As money-making operations go, there are quite a few that teach rationality without calling it that. QA and troubleshooting are both huge IT sectors that are entirely about applied rationality, and if you can prove that your rationality program benefits those organizations, you will get work from IT managers.
That comparison is very impressive in its accuracy. It also clearly illustrates, for me, the massive critical failure of modern educational institutions to optimize for learning. Grammar is basically the very first thing a kid has to learn when entering school. Philosophy and rationality are barely even considered remotely approachable until far, far later, usually at a bachelors’ level, if ever. Traditional view, even among philosophy and humanities teachers, seems to be that even basic rationality is “way too complex” for a child to learn.
Anecdotal evidence: My personal experiment, with my younger sister, seems to demonstrate that younger minds are even better at learning and internalizing rationality.
Anyway, to come back from that tangeant, I’ll reiterate that I like the comparison between rationality and grammar. I also really hope good formal training regimens for rationality can be made in the very near future, be that through comparing with best available grammar training and martial arts training and QA/troubleshooting methods or through other means.
There are two different things commonly called “grammar”.
One of them is the structure of one’s native language, which one needs in order to communicate. This is learned well before school. It is how you know to say “I want an apple, please” and not “Apple a please want I.” Learning this sort of grammar is instinctive and unavoidable; you can’t not learn it, if you’re a little kid exposed to language users (spoken or signed) at all. And yes, it is complex — but we also have “designed-in” abilities to learn it.
The other thing called “grammar” is a collection of rules for a high-status register of one’s native language, which one needs in order to sound “educated” rather than “ignorant”. The meta-rule behind these rules is “Find ways to avoid speaking like a member of the underclass.” It is how you know to say “I’d like to ask you a question” and not “I wanna aks you a question, yo.” There is nothing about a high-status register of language that makes it any more capable of accurately representing the world than a low-status register. Truth can be represented in the speech of South Central L.A. just as well as it can be represented in a Harvard accent.

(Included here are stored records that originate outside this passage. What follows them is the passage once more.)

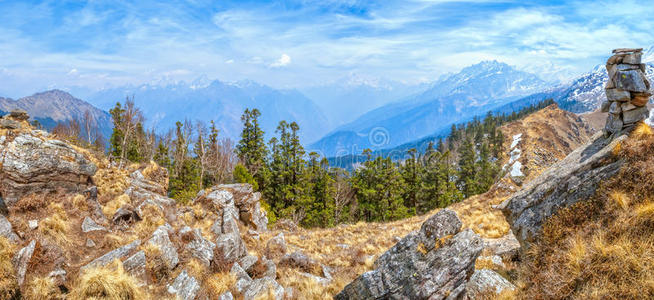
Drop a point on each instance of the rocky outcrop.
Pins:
(569, 181)
(31, 163)
(238, 201)
(627, 90)
(486, 283)
(432, 263)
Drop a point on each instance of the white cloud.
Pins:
(283, 61)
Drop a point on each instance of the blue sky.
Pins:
(294, 44)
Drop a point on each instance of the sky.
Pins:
(296, 44)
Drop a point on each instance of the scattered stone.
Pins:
(185, 287)
(109, 257)
(259, 288)
(6, 229)
(21, 261)
(485, 282)
(161, 239)
(635, 115)
(19, 115)
(428, 264)
(33, 224)
(246, 262)
(197, 245)
(276, 247)
(89, 225)
(126, 214)
(229, 248)
(32, 164)
(627, 89)
(135, 266)
(574, 178)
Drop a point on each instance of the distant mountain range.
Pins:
(55, 106)
(345, 99)
(205, 100)
(455, 98)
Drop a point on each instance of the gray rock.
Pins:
(628, 106)
(635, 115)
(19, 114)
(126, 214)
(135, 266)
(89, 225)
(506, 247)
(229, 248)
(618, 95)
(484, 283)
(9, 124)
(21, 261)
(631, 80)
(33, 224)
(565, 183)
(615, 108)
(276, 247)
(261, 287)
(31, 164)
(226, 296)
(109, 257)
(246, 262)
(428, 264)
(613, 123)
(161, 240)
(185, 287)
(6, 230)
(633, 58)
(242, 278)
(197, 245)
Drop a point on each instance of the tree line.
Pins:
(304, 188)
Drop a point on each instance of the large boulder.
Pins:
(432, 263)
(567, 182)
(486, 283)
(29, 164)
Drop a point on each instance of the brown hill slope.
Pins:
(547, 136)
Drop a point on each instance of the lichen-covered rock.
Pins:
(21, 261)
(89, 225)
(197, 245)
(276, 247)
(135, 266)
(433, 263)
(185, 286)
(485, 283)
(6, 230)
(31, 164)
(161, 240)
(229, 248)
(567, 182)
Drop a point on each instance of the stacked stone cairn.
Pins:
(627, 91)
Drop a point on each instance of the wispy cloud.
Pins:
(304, 42)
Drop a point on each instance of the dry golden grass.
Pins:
(42, 288)
(8, 284)
(56, 226)
(111, 282)
(110, 208)
(601, 248)
(218, 283)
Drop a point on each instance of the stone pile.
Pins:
(627, 90)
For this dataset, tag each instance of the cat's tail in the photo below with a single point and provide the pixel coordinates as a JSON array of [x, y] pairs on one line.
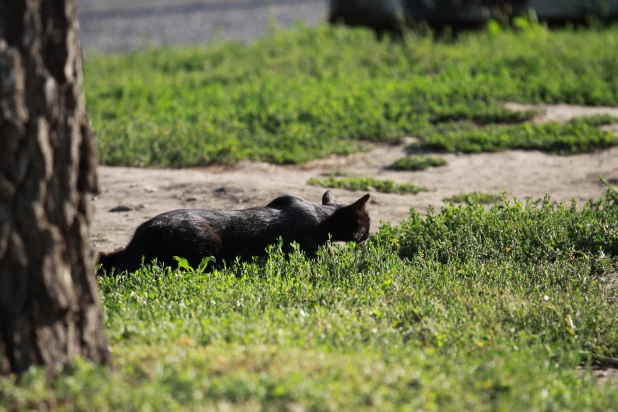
[[109, 261]]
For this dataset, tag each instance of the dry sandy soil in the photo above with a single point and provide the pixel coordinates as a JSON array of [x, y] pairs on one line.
[[130, 196]]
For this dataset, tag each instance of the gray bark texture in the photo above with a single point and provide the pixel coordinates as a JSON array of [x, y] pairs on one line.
[[49, 303]]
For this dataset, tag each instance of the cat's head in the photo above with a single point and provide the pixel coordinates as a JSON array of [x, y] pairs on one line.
[[349, 222]]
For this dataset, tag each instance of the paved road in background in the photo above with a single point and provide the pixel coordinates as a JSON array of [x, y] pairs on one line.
[[123, 25]]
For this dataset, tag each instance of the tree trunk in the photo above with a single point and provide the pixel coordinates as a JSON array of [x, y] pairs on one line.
[[49, 304]]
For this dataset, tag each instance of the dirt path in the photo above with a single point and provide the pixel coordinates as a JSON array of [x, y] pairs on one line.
[[144, 193]]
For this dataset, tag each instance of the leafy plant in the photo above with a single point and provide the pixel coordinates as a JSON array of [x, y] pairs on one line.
[[460, 322]]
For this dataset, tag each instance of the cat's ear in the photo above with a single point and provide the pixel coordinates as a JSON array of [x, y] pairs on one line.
[[328, 198], [360, 203]]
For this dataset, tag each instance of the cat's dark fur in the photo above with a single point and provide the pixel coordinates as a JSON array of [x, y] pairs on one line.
[[229, 234]]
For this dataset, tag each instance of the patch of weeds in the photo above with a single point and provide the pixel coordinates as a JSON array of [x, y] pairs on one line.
[[478, 198], [418, 162], [534, 231], [368, 184], [310, 92], [469, 309], [580, 135]]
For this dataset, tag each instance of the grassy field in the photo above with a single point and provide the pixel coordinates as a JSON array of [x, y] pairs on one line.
[[464, 309], [307, 93], [367, 184], [477, 198]]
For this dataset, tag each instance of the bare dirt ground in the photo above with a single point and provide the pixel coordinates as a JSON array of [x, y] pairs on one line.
[[129, 196]]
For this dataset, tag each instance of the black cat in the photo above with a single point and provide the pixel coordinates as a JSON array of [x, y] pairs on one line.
[[229, 234]]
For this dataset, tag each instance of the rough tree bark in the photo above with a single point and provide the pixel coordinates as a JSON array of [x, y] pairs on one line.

Yes. It illustrates, not proves.
Compare:
Grammar as a collection of rules is taught from a very young age, and is merely for signalling and more easily avoiding ambiguous statements in specific contexts. It is also very complex, and extremely hard to acquire and master—which is exactly why, I’ve been told, it’s taught starting at a very young age and all throughout compulsory education, and often well into higher education institutions.
Rationality is taught once you’ve already learned, mostly the wrong way, all they think anyone needs to know, and it merely serves to improve almost every aspect of personal thought, beliefs and decisions, as well as improve all learning done afterwards. It is also very complex, and extremely hard to acquire and master—which is exactly why, I’ve been told, it’s taught starting very late in any curriculum, and almost never before you’ve already made it past compulsory education, and often well into higher education institutions.